O reconhecimento internacional e o futuro das Apacs

A metodologia “apaqueana”, com foco no respeito à dignidade do preso, impressionou não apenas os brasileiros, mas também a comunidade internacional. A Prison Fellowship International, organização não governamental que atua como órgão consultivo das Nações Unidas em assuntos penitenciários, reconheceu o método Apac como alternativa para humanizar a execução penal.

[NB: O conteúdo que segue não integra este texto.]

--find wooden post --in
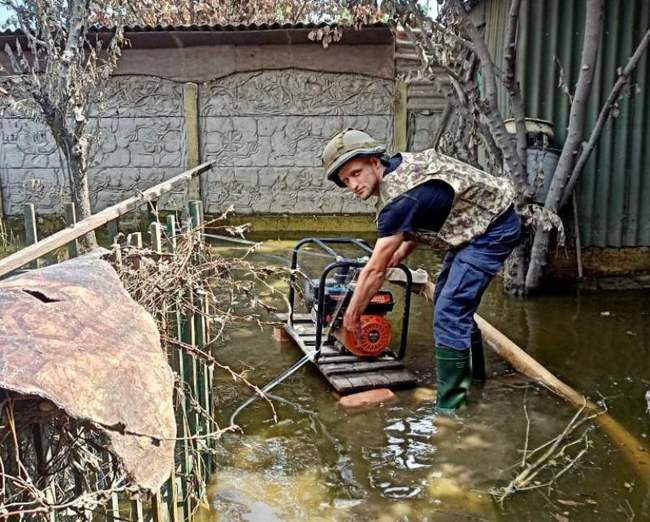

Apesar do êxito da iniciativa, a diretora-geral da FBAC, Tatiana Faria, lembra que as Apacs representam apenas uma alternativa ao sistema convencional, porém não são capazes de solucionar todos os problemas que envolvem o encarceramento no Brasil. Segundo ela, na avaliação das condições para transferência, analisa-se, por exemplo, se o apenado possui alguma ligação com facções criminosas. Também são considerados outros requisitos, como a inexistência de falta grave nos últimos 12 meses de cumprimento da pena.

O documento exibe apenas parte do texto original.